Wat wordt precies bedoeld met netcongestie?
Laten we om te beginnen uitleggen wat netcongestie precies inhoudt. Kortgezegd spreken we over netcongestie als de gelijktijdigheidspiek van de elektriciteitsvraag of -opwek de veiligheidsgrenzen van de knooppunten in een net overschrijdt. Oftewel: de vraag of het aanbod is hoger dan de maximale capaciteit die een net aankan. Dat is natuurlijk niet altijd het geval. Er wordt niet op ieder moment van de dag evenveel elektriciteit van het net gehaald of op het net ‘gestopt’. Het grootste deel van de dag is er ruimte zat op het net. Het voornaamste probleem is dat als iedereen rond dezelfde tijden elektriciteit gebruikt of teruglevert, het net wordt overbelast. Dat gebeurt volgens TenneT in de meeste gebieden ‘slechts’ 30-40 uur per maand.
Als er wel netcongestie is (of dreigt), betekent dan niet dat dat overal in Nederland zo is. Ook hangt het af van het soort elektriciteitsnet. Het zit namelijk zo: Nederland heeft een aantal landelijk netten (de hoogspanningsnetten) die door TenneT worden beheerd en bedoeld zijn voor aansluitingen van 110 kilovolt of hoger. Daarnaast zijn er midden- en laagspanningsnetten die worden beheerd door regionale netbeheerders, zoals Liander, Enexis en Stedin.

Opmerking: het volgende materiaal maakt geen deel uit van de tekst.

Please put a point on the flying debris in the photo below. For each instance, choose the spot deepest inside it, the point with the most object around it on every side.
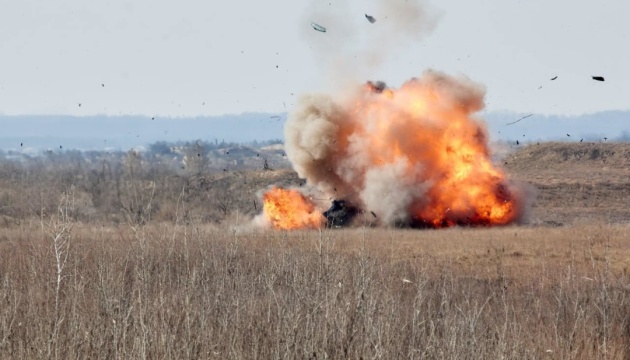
(524, 117)
(318, 27)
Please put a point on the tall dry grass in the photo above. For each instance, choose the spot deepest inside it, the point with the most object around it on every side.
(188, 291)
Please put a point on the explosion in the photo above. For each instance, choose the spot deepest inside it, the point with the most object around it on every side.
(411, 156)
(289, 209)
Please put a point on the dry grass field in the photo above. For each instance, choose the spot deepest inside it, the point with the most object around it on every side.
(158, 279)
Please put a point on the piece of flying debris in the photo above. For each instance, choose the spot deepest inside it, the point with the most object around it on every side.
(524, 117)
(318, 27)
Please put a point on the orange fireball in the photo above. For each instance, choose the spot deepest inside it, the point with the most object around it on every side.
(415, 155)
(289, 209)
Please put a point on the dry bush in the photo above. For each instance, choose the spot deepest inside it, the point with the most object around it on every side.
(197, 291)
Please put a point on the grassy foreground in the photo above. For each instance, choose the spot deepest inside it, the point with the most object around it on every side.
(186, 291)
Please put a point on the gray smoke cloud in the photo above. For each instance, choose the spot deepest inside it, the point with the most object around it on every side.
(394, 151)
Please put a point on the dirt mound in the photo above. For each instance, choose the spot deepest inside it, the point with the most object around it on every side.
(575, 182)
(557, 154)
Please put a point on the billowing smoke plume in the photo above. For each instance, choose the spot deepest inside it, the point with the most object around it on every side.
(414, 155)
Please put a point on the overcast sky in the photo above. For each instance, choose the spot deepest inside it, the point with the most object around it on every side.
(194, 57)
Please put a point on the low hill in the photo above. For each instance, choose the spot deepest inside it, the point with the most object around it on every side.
(575, 182)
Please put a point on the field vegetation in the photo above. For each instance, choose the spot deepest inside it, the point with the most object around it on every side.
(126, 258)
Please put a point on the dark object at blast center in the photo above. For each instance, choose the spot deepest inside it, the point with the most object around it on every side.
(340, 213)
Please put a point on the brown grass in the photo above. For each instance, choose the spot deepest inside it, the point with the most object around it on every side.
(186, 291)
(135, 262)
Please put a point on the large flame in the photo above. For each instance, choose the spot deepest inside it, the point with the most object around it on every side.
(289, 209)
(413, 155)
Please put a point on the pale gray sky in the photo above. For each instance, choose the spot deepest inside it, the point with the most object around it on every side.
(168, 58)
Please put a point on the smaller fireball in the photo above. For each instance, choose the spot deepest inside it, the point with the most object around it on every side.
(288, 209)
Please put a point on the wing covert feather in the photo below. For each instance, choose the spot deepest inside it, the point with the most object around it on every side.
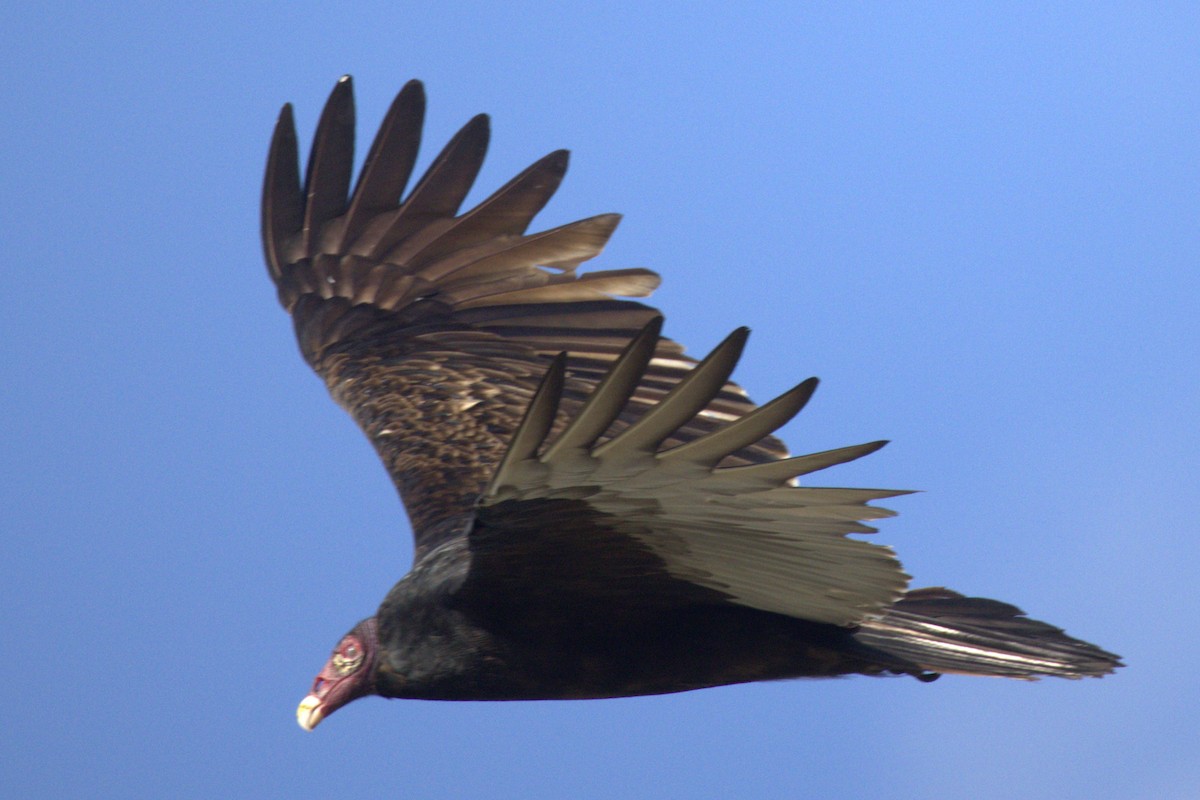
(433, 328)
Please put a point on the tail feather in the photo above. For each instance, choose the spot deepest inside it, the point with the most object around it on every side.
(946, 632)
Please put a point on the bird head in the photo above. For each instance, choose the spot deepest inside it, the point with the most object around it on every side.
(347, 675)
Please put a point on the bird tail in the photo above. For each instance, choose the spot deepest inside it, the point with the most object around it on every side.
(946, 632)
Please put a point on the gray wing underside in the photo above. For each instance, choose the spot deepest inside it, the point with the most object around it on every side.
(747, 534)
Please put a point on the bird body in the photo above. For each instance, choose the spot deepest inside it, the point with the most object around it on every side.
(594, 512)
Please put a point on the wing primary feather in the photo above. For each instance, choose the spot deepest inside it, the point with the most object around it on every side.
(441, 190)
(507, 212)
(282, 194)
(750, 428)
(611, 395)
(682, 403)
(330, 163)
(389, 163)
(777, 471)
(444, 185)
(535, 425)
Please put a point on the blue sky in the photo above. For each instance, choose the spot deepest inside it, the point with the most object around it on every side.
(977, 226)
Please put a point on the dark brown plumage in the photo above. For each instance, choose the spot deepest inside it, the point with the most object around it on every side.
(595, 515)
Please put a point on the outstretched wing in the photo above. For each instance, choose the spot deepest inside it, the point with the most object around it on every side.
(630, 521)
(433, 328)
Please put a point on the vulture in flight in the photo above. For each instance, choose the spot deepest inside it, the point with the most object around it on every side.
(595, 513)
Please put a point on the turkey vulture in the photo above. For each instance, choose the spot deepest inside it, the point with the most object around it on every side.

Overigens worden al die netten bij elkaar voor het gemak ‘het’ net genoemd.
De meeste consumenten en bedrijven zijn aangesloten op een elektriciteitsnet. De grootte van de aansluiting verschilt voor consumenten per woning, en voor organisaties hangt het af van het contract. Woningen hebben hoogstens een 3x25A-aansluiting met een voltage van 230 V; die zitten altijd op het laagspanningsnet. Dat geldt ook voor de meeste bedrijven, terwijl grote bedrijven en organisaties vaak een dusdanig hoge elektriciteitsvraag hebben dat ze op het middenspanningsnet worden aangesloten. Het hoogspanningsnet levert enkel rechtstreeks aan de allergrootste partijen (zoals grote offshore wind- en zonneparken, of zeer zware datacenters).
Offshore windpark.
Laatstgenoemde staat daarnaast in directe verbinding met de centrales die elektriciteit opwekken. Via onderstations wordt de elektriciteit omgezet in een lagere spanning en geleverd aan de middenspanningsnetten. Die staan middels transformatorhuisjes op zijn beurt weer in verbinding met het laagspanningsnet om het voltage nog verder te verlagen. Alle netten staan dus in verbinding met elkaar, maar alleen de netten van TenneT zijn verantwoordelijk voor de algehele landelijke transporten van elektriciteit in Nederland, terwijl de regionale netbeheerders per regio ervoor moeten zorgen dat er genoeg capaciteit is voor kleinere gebruikers.
Als er netcongestie is, kan dat zowel betekenen dat er zich in een bepaald gebied te veel elektriciteit op het net bevindt en er daardoor geen ruimte is om nog meer energie te stoppen in de kabels, maar ook dat er te weinig elektriciteit op het net is om in de gevraagde bandbreedte te voorzien (omdat er meer energie wordt gevraagd dan er beschikbaar is). Beide kunnen tegelijkertijd plaatsvinden, maar dan op andere plaatsen in het net. Als er een overschot aan zonne-energie wordt opgewekt kan het tevens zo zijn dat in het ene deel van het land te veel aanbod van elektriciteit is, maar dat dat niet naar de andere kant van het land getransporteerd kan worden omdat de bestaande netten niet voldoende transportcapaciteit hebben.